Poucas expressões circulam com tanta desenvoltura — e com tão pouca precisão — no debate público atual quanto “anti-sistema”.
Ela aparece em discursos eleitorais, em threads indignadas, em manifestos improvisados e em mesas de bar.
É uma palavra de ordem que une sujeitos muito diferentes, frequentemente inimigos entre si, mas que compartilham uma mesma certeza: o problema está no sistema.
O detalhe incômodo é que quase ninguém concorda sobre o que exatamente ele seja.
Do ponto de vista da teoria política, o “anti-sistema” funciona como aquilo que Ernesto Laclau chamou de significante vazio: um termo que não possui um conteúdo fixo, mas que se torna um ponto de convergência de demandas, frustrações e ressentimentos heterogêneos.
Ele não explica a realidade; antes, organiza afetos. É menos um conceito e mais um recipiente.
Na Esquerda mais radical, o sistema costuma receber um nome clássico e respeitável: capitalismo.
Ele aparece como uma totalidade quase metafísica, capaz de explicar desde a precarização do trabalho até a ansiedade individual.

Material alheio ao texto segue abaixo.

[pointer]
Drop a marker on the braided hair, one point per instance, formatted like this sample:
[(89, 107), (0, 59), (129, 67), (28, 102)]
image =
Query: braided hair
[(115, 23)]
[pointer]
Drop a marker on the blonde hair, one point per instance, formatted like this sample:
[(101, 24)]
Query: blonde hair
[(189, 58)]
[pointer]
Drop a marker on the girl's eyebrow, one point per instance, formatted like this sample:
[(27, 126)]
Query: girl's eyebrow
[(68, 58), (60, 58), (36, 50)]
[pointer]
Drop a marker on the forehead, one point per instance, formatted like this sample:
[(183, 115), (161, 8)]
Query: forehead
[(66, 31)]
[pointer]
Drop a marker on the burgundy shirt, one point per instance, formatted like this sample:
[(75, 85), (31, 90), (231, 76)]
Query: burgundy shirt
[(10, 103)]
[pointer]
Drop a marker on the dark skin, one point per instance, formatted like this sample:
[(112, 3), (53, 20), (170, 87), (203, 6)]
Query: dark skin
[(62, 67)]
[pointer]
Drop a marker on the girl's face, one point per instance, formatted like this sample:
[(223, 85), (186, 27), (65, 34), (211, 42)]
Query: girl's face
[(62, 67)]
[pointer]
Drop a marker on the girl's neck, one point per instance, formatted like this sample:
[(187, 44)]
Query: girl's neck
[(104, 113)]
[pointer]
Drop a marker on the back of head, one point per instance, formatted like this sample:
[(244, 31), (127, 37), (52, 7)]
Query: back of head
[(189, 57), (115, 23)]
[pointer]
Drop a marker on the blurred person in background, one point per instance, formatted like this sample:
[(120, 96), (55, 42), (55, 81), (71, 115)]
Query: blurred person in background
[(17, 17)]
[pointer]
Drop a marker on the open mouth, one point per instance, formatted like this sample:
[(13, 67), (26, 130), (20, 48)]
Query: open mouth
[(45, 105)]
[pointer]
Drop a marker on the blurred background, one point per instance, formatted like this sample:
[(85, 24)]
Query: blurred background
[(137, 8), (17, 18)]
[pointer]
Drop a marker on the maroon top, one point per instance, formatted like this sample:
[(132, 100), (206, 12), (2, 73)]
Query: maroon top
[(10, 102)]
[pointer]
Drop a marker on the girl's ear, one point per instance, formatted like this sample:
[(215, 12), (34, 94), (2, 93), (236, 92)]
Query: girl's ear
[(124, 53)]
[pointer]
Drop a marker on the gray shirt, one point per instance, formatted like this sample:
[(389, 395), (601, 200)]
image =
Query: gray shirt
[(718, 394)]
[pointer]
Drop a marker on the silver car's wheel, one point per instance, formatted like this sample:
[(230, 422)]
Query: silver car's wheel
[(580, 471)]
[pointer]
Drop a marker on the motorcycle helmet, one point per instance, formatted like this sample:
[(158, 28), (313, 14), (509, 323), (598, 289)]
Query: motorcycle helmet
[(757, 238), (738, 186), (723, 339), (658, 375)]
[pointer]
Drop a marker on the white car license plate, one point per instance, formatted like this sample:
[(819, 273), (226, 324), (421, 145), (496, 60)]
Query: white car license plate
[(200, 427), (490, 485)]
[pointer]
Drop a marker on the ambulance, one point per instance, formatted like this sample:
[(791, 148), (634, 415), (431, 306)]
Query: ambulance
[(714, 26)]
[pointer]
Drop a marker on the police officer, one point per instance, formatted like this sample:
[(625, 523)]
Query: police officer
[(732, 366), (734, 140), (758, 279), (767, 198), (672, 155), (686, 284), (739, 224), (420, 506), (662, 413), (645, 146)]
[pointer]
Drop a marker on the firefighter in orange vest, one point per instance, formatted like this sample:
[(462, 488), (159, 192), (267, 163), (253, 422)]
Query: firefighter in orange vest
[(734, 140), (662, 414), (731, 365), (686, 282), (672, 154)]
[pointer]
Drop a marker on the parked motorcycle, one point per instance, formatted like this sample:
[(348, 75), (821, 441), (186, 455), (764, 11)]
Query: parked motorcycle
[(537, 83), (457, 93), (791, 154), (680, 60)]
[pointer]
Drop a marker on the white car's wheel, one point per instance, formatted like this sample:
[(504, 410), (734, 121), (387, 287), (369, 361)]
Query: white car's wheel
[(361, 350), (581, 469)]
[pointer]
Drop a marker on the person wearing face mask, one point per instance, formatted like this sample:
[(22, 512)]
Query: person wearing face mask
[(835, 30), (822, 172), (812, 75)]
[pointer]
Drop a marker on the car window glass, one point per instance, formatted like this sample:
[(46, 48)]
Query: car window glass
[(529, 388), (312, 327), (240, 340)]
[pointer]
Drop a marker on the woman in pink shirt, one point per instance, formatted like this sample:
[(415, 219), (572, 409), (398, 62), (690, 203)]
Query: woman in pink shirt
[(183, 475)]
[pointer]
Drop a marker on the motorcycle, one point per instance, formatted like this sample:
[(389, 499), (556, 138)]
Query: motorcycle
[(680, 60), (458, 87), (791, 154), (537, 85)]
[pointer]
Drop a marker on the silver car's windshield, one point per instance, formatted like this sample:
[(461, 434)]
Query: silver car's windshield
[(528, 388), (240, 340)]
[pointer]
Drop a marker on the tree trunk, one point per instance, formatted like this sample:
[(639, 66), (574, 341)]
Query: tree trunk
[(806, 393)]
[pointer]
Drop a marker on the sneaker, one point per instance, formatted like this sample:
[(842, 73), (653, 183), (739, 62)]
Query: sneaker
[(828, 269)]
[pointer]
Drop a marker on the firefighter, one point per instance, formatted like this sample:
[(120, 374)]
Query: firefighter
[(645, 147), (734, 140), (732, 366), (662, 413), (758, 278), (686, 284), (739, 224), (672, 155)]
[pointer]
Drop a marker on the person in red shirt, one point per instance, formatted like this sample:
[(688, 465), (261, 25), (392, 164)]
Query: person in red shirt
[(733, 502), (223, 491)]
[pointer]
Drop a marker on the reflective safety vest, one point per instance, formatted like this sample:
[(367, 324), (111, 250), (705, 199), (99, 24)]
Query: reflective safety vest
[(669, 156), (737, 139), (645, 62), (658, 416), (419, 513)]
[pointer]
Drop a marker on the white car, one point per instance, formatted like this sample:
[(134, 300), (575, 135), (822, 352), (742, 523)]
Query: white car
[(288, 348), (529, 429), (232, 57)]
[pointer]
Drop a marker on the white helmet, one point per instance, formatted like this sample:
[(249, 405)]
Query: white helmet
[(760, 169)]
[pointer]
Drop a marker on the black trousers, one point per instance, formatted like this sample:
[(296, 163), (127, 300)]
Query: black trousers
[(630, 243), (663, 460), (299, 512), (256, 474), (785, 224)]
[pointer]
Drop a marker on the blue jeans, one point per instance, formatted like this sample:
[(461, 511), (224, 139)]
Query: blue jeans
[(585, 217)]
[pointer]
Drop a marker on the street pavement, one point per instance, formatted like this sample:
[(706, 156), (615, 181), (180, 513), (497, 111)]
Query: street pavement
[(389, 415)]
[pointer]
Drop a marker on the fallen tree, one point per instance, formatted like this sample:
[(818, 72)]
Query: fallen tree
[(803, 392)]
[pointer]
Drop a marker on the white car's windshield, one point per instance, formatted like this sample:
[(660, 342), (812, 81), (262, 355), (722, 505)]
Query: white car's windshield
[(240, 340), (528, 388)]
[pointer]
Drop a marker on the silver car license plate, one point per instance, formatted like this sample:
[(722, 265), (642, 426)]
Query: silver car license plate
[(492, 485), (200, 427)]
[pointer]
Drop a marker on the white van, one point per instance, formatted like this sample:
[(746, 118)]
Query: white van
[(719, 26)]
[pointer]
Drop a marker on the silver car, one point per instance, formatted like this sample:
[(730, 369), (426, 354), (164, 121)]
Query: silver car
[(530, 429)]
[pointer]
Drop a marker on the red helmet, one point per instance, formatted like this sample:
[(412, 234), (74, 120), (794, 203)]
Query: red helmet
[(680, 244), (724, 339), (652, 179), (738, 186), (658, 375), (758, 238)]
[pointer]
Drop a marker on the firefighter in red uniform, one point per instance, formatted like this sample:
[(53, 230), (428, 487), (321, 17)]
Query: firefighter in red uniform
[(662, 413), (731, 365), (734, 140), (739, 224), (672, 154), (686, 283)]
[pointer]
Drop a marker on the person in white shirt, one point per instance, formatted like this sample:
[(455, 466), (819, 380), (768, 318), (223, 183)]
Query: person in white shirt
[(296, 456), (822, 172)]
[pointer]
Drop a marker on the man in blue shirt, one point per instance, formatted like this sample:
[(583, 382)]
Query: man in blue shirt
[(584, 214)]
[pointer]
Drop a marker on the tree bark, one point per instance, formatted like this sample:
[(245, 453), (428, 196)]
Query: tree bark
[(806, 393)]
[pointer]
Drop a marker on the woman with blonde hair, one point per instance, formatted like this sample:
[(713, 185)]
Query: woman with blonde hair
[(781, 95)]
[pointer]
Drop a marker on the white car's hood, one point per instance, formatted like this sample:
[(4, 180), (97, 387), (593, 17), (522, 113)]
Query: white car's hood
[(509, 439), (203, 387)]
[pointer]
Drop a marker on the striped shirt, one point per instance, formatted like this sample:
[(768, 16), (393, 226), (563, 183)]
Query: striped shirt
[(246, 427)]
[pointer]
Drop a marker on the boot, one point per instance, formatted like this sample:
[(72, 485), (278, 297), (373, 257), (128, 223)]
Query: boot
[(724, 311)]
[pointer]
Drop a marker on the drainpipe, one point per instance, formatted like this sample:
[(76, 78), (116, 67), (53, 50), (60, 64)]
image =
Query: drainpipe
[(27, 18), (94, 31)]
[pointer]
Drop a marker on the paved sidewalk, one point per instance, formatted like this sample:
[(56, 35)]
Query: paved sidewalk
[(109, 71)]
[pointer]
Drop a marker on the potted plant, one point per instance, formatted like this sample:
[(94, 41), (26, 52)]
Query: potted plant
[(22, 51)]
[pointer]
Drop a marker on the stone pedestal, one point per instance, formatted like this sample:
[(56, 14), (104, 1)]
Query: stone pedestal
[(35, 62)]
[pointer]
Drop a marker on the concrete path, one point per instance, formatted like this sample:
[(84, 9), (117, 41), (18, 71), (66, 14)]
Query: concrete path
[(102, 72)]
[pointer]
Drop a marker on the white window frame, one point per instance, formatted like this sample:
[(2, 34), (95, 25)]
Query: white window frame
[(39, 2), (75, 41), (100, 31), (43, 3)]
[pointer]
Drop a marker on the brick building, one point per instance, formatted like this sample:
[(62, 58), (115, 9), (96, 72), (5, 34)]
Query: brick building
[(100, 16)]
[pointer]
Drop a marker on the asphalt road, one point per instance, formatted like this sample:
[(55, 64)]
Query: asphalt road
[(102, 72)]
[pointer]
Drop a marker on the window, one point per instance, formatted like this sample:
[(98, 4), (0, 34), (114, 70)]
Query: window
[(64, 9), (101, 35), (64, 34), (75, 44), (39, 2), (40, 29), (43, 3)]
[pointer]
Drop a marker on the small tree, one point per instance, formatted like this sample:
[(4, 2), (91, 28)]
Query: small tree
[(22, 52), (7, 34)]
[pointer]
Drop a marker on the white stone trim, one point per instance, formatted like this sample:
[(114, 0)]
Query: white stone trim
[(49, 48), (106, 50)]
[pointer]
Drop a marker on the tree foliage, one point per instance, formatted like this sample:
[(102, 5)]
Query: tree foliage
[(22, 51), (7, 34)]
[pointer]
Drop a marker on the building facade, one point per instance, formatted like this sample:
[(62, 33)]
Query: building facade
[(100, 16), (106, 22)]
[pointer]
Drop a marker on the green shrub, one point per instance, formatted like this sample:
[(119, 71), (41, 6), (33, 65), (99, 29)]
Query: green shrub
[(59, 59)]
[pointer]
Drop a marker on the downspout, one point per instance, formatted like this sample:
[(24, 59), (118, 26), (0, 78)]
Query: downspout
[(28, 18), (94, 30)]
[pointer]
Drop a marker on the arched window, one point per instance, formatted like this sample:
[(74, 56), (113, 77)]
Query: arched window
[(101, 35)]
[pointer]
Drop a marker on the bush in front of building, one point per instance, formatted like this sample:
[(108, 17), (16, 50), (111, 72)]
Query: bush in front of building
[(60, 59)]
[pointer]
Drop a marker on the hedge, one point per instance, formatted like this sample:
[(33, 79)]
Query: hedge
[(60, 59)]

Aqui, o anti-sistema carrega uma tradição teórica robusta — Marx, Rosa Luxemburgo, Gramsci —, mas muitas vezes herda também um problema antigo: a tendência a transformar uma crítica estrutural legítima numa explicação totalizante, impermeável a nuances, mediações institucionais e contradições históricas.
Na outra ponta, a Direita delirante — para usar um termo suave — preenche esse mesmo significante com algo bem menos delimitado: o globalismo.
Trata-se de um conceito curioso, porque raramente aparece definido de forma rigorosa. Ele pode significar ao mesmo tempo organismos multilaterais, elites financeiras, pautas identitárias, universidades, imprensa, vacinas, ONGs, a ONU, George Soros e, em dias mais criativos, até o clima. É o sistema como conspiração difusa, não como estrutura econômica ou política analisável.
O resultado é paradoxal: grupos que discordam em quase tudo compartilham a mesma gramática do ressentimento.
Como observou Carl Schmitt, a política moderna tende a se organizar pela distinção amigo/inimigo.
(Na nossa realidade baseada em conceitos cristãos, o bem e o mal.)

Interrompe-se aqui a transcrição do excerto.